Hi cvicentiu, serg, I'm doing some research on the DELETE algorithm for the HNSW index, I have summarized my current findings as following.
I'll try to create a PoC for option 3, but before dive deep into the implementation, I would like to seek early feedback on the feasibility of the options and any potential concerns regarding the preferred solution options.
In addition, should we create a separate Jira for this the DELETE/UPDATE task?
HNSW UPDATE/DELETE
Many HNSW implementations do not support update or delete vector. When users need to update or delete the vectors, they need to recreate the whole index. It introduces overly high costs.
The original HNSW paper does not provide any information or guidance regarding the update or deletion.

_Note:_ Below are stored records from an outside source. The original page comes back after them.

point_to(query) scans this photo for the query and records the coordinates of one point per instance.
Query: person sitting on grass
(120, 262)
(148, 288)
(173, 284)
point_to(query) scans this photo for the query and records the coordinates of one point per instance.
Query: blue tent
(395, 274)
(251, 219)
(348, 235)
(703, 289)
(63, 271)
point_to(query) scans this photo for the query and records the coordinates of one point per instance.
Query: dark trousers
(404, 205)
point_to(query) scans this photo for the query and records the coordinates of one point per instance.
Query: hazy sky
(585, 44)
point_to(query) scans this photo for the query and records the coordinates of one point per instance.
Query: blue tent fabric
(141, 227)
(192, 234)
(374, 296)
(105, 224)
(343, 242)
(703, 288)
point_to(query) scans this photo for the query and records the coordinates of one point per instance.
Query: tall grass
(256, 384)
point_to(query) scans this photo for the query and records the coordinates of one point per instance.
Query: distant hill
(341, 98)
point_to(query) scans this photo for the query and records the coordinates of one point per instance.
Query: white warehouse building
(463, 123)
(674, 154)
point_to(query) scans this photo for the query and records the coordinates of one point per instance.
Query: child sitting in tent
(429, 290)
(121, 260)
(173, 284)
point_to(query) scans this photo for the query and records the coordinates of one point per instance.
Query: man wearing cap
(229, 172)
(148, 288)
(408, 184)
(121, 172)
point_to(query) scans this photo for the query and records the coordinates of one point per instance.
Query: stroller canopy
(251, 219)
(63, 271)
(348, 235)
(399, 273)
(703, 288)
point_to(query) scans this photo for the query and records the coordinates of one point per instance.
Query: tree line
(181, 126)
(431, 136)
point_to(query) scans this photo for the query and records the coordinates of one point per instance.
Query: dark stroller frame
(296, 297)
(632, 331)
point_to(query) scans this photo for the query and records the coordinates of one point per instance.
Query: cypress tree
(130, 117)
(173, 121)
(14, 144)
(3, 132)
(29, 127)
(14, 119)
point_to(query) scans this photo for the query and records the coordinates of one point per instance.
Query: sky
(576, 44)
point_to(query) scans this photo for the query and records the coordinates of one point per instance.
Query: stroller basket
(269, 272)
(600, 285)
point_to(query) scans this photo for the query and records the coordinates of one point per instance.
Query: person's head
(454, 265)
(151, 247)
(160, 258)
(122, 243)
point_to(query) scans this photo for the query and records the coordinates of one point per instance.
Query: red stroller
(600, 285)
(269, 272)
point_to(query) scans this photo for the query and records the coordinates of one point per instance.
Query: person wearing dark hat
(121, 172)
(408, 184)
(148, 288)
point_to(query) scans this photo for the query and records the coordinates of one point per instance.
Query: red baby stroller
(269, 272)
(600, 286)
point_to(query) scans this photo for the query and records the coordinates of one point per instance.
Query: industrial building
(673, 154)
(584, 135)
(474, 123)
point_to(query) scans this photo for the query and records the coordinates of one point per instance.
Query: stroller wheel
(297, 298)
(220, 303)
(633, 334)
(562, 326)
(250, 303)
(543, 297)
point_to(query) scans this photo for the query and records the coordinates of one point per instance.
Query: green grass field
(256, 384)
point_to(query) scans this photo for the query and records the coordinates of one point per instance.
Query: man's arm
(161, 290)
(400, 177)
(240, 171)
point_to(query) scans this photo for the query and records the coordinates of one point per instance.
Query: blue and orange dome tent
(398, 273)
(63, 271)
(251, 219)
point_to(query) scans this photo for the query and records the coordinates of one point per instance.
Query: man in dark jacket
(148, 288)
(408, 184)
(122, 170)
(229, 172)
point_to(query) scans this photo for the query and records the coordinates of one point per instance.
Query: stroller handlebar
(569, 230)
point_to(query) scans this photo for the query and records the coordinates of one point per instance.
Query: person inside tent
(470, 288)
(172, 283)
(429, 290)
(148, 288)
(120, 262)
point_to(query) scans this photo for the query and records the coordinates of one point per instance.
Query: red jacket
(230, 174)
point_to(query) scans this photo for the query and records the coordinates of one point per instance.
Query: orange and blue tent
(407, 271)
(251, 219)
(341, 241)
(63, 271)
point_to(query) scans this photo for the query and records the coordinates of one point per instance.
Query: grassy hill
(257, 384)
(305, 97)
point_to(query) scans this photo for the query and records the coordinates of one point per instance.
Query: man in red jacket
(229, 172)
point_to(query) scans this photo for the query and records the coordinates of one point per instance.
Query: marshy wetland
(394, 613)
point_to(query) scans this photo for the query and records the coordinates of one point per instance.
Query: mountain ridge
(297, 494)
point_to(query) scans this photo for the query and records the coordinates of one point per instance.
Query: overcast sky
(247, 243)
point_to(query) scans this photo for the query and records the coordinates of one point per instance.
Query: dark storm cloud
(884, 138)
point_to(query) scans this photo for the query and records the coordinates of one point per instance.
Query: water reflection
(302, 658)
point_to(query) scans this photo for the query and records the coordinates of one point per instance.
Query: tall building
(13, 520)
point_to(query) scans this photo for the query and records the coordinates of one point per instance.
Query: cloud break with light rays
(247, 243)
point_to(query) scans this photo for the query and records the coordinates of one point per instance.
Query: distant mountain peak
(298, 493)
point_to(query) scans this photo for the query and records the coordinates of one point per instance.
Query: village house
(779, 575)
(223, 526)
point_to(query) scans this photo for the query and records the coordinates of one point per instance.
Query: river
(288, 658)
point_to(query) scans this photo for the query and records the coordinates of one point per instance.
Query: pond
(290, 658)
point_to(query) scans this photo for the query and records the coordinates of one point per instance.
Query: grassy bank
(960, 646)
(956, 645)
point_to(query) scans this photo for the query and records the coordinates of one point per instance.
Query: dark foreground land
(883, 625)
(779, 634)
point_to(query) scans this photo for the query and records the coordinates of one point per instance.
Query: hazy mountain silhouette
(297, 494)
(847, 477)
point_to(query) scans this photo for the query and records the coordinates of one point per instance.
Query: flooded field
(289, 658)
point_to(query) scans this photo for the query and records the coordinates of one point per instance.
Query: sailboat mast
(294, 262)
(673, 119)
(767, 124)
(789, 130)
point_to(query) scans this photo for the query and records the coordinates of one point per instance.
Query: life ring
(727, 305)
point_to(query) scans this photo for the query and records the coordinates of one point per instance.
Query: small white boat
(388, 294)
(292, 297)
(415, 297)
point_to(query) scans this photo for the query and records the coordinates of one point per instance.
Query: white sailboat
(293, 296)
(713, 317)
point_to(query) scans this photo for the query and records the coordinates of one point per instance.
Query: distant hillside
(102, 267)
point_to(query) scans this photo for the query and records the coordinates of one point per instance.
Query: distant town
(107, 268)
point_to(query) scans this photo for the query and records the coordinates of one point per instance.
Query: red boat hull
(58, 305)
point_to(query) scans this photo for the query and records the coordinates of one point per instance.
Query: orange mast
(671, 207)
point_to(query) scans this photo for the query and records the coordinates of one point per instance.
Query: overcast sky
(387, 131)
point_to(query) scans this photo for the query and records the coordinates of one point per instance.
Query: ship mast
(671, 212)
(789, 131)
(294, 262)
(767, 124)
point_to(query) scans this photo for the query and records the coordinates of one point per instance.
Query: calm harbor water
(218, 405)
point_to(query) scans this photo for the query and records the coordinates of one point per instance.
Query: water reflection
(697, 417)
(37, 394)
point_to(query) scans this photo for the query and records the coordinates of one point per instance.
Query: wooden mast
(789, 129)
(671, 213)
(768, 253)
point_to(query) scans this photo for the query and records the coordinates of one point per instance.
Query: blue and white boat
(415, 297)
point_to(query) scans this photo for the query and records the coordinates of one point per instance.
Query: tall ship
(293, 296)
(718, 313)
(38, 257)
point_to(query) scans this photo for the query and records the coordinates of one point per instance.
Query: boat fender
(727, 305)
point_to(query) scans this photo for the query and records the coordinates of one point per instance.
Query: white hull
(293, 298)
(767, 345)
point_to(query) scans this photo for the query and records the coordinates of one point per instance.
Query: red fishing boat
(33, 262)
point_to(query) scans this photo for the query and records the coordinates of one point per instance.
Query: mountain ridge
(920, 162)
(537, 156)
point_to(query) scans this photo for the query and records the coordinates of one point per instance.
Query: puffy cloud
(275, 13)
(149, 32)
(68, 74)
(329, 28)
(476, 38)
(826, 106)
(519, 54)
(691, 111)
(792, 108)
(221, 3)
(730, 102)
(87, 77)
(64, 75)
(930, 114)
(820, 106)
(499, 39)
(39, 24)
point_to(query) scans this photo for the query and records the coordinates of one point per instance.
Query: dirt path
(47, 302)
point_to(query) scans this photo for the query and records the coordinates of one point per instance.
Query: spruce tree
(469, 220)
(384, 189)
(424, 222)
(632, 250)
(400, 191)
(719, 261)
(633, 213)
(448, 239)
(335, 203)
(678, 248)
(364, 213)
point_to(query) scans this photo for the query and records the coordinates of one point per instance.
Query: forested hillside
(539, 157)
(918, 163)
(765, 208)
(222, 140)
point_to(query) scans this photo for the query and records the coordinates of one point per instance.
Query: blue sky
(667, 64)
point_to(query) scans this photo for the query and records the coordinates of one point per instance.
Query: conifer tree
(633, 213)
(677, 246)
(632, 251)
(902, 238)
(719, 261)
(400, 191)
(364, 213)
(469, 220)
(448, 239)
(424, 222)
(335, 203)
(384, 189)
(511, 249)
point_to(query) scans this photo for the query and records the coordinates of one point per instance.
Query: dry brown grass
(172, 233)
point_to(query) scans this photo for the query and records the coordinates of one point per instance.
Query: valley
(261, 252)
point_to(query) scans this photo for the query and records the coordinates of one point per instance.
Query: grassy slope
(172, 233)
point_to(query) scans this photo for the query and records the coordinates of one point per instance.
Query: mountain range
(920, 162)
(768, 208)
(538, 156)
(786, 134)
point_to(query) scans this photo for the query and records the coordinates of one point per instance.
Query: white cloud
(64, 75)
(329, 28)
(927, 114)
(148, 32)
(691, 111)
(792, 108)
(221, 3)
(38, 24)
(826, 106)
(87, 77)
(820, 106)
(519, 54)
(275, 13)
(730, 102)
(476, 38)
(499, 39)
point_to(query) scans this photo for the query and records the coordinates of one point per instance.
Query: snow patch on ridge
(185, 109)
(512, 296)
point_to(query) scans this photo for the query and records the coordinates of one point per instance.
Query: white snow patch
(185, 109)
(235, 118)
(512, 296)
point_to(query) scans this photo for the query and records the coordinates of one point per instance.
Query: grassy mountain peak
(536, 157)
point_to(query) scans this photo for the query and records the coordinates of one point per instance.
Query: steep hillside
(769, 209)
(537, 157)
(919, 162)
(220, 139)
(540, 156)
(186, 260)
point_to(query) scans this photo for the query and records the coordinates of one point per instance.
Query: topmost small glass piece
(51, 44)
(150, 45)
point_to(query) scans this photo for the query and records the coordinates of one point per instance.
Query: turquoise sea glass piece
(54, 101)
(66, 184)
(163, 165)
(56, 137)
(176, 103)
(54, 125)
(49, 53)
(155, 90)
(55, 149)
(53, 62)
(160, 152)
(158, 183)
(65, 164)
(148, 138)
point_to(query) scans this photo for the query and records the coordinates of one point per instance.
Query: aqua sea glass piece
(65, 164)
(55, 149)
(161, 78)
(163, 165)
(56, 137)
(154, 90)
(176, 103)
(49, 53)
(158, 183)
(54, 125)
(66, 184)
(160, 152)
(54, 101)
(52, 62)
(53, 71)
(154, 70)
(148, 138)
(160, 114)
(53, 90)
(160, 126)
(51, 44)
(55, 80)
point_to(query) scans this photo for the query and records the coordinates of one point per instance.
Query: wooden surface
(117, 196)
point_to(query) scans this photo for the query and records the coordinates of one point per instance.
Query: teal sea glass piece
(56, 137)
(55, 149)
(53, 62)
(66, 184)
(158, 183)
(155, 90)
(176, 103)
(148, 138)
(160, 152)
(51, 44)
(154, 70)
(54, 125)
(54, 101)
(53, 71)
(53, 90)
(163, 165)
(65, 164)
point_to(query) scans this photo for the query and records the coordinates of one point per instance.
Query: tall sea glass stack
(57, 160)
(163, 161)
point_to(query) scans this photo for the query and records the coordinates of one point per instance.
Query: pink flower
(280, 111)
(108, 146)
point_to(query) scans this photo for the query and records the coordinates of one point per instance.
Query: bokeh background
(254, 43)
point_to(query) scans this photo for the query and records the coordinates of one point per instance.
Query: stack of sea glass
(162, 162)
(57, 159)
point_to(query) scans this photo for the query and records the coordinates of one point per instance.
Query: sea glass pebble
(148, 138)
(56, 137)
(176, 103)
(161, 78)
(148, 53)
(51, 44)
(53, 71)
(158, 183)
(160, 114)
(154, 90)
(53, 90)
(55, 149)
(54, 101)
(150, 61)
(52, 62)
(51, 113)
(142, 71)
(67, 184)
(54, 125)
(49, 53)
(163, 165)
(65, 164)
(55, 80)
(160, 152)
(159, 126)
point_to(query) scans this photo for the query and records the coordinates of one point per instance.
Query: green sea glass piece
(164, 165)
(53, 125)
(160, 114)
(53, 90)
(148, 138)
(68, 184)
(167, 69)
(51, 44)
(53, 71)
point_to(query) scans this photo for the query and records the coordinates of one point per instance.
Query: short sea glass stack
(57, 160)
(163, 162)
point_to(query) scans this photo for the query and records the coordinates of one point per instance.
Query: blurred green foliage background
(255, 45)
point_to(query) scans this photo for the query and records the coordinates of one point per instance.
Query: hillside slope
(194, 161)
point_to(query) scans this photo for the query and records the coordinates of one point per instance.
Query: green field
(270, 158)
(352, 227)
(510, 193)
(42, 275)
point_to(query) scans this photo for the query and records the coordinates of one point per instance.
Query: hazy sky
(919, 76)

pgvector supports UPDATE/DELETE as summarized at the end of this comment.
High-level Options:
- Option 1: Mark graph nodes as source-invalid instead of deleting or rebuilding the graph index upon DELETE/UPDATE operations. These invalid nodes can still be used during search or insertion, but they will not be included in the results or added to the neighbor lists of new nodes.
- pros: easier maintenance.
- cons: index size continues to grow, and query speed and recall may degrade if too many updates/deletes occur.
- Option 2: Upon DELETE/UPDATE operations, traverse all nodes in the graph and delete/recreate the related connections.
- pros: minimal impact on recall, and the index is always up-to-date.
- cons: extremely slow process, as it requires traversing all nodes in the graph and rebuilding them for complete cleanup.
- Option 3: Combine Options 1 and 2. [ preferred ]\
Mark records as source-invalid and use them for search but exclude them from results. Update the index following Option 2 only when the ANALYSIS table is called (investigate the possibility of triggering this cleanup during ANALYSIS).
- pros: minimizes performance impact, and users can update the index only when needed (during ANALYSIS).
- Option 4: Simply do not support index maintenance during DELETE/UPDATE operations. Require a complete index rebuild after UPDATE/DELETE.
- Option 5: Mark graph nodes as source-invalid and simply skip all those nodes as if they do not exist during search or insertion.
- this workaround will undoubtedly impact the recall.
Implementation if above option 3 selected:
MariaDB does not have an existing way to identify if one element in the index points to a valid or invalid record. MariaDB does immediately updates the index if the record is updated or deleted.
- To save the invalid state:\
Option 2 is preferred as it aligns with the high-level index mechanism by using the same secondary table without introducing too much complexity.
- Option 1: Save another list of invalid references. This needs maintenance of an additional list and an extra logic when searching.
- Option 2: Add a column on the secondary table to mark the index records' state (invalid/valid).
- On DELETE
- load the secondary table
- for each layer from layer_max to 0, mark the corresponding nodes to the source_invalid state.
- On UPDATE
- changes of the graph in the secondary table are similar to INSERT + DELETE
- On SEARCH/INSERT
- use all (invalid and valid) nodes for search.
- do not add invalid nodes to the results list
- do not count the invalid node in ef_search or ef_construct
- do not add invalid nodes to the neighbor lists of new nodes
- One possible trigger to start cleaning up all invalid nodes from the graph could be the ANALYSIS table.
- Haven't checked much, needs more investigation.
On DELETE in pgvector
Term Explanations:
heap: In PostgreSQL, the term "heap" refers to the main storage structure used by PostgreSQL to store the actual data of a table.\
TID: In PostgreSQL, TID stands for "Tuple ID". It is a low-level identifier that uniquely identifies a specific row (tuple) within a table's heap (storage).
In pgvector HNSW index, it saves not only the TID of the data but also a copy of the vector value.
When the DELETE query is executed:
- The heap TID is marked as invalid so later index search can check if the corresponding row is still valid or not.
- But at that moment, nothing has changed in the index. I did not find an index interface called during the DELETE query either.
When a row is deleted but before vacuum happens:
- If a search or insert happens, it still use those to-be-deleted elements in the index for search, but not add them in return results.
- It uses the copy of the vector data in the index element to compare the distance but does not read from the heap data.
- It uses the heaptidsLength to identify if it's a valid record to be added in the final results or ef counts. (I haven't figure out what triggers the heaptidsLength to be 0 when the DELETE query happens)
When vacuum executes:
- It traverses through all index pages, gets a list of to-be-deleted nodes
- Then it traverses through all index pages again, and for each node, it checks if its neighbor list contains any to-be-deleted nodes.
- if no, skip
- if yes, empty the neighbor list and rebuild similar to a new insert
Insert and search now are in a functioning state, although some refactoring is needed.